A free cash flow machine
If I had to sum up why I like Amazon (AMZN -1.45%) so much right now in three words, those words would be free cash flow. Amazon is a no-holds-barred free cash flow machine.
Consider that the company generated a whopping $47.7 billion in free cash flow over the trailing 12 months ended Sept. 30, 2024. Most businesses don't generate that much revenue in a year. Even more impressive, Amazon's free cash flow soared nearly 123% year over year.
Can Amazon's free cash flow growth continue at that rate for too much longer? Probably not. However, CEO Andy Jassy said in the company's third-quarter earnings call that free cash flow is Amazon's primary focus. As a shareholder, I applaud that philosophy because I know that Amazon's share price growth will track with its free cash flow growth over the long term.
The company certainly has levers it can pull to generate more free cash flow. Amazon's biggest opportunity to increase revenue (which will trickle down to higher free cash flow) is its cloud unit, Amazon Web Services (AWS). Artificial intelligence (AI), particularly generative AI, should provide a huge tailwind for AWS for years to come.
There's still plenty of room to grow e-commerce revenue, too. As Jassy mentioned in the Q3 call, Amazon currently has only around 1% of the global retail market. Most of retail revenue still comes from physical stores. Jassy thinks e-commerce will make up a much greater percentage of global retail revenue over the next couple of decades. So do I.
Of course, higher revenue is only one contributor to free cash flow growth. Amazon is also making great strides in controlling costs. The company continues to drive down its costs of fulfilling orders in part by using advanced robotics. Its use of the Q generative AI software development tool saved $260 million and 4,500 developer years.
A moneymaker that's also a miracle maker
While Amazon is pioneering advances in AI, cloud platforms, and e-commerce, Vertex Pharmaceuticals (VRTX -0.46%) is a leading innovator in the healthcare arena. This big biotech company is a moneymaker that I'd argue is also a miracle maker.
The moneymaking part is easy to see. Vertex is on track to rake in nearly $11 billion in sales this year. It's highly profitable. Importantly, the company's revenue and earnings should grow significantly with multiple catalysts on the way.
That leads me to my miracle-making claim. Vertex is only in the early innings of commercializing Casgevy, the first approved CRISPR gene-editing therapy. CRISPR has been referred to by some as "the biggest biotech discovery of the century." Casgevy doesn't just treat sickle cell disease and transfusion-dependent beta-thalassemia, it can cure the two rare genetic blood disorders. For many people, Vertex's gene-editing therapy is a miracle.
Vertex's success has been achieved largely on the back of its cystic fibrosis (CF) drugs.
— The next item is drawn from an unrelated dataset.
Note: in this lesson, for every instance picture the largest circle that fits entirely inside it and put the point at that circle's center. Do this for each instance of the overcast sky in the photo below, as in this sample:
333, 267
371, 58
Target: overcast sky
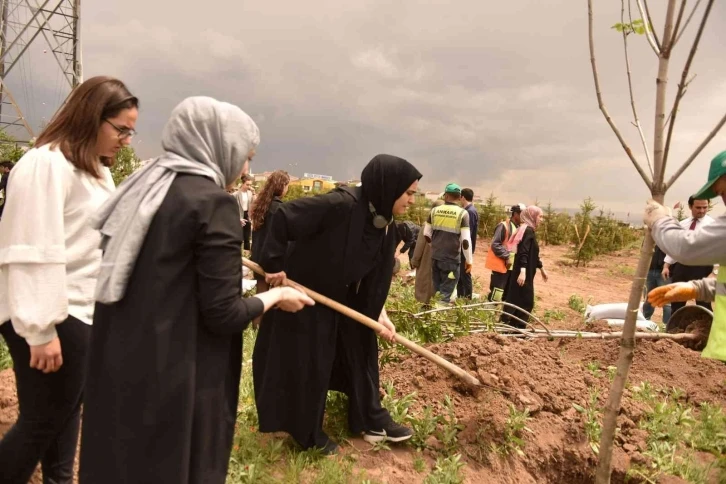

The company remains the only provider of therapies that treat the underlying genetic cause of the rare genetic disease. Vertex expects to receive U.S. regulatory approval in January for its most powerful CF therapy yet -- the vanzacaftor triple-drug combo.
Too many patients with pain risk becoming addicted to opioids. Vertex could soon have a solution for many of them. The U.S. Food and Drug Administration is scheduled to make an approval decision for suzetrigine in treating moderate-to-severe acute pain by Jan. 30, 2025. Suzetrigine is a non-opioid pain reliever that could become another blockbuster drug for Vertex.
This biotech leader's pipeline features other promising programs as well. I'm especially watching Vertex's islet cell therapies that are currently in early stage clinical testing. These therapies hold the potential to cure type 1 diabetes, a disease that impacts 3.8 million people.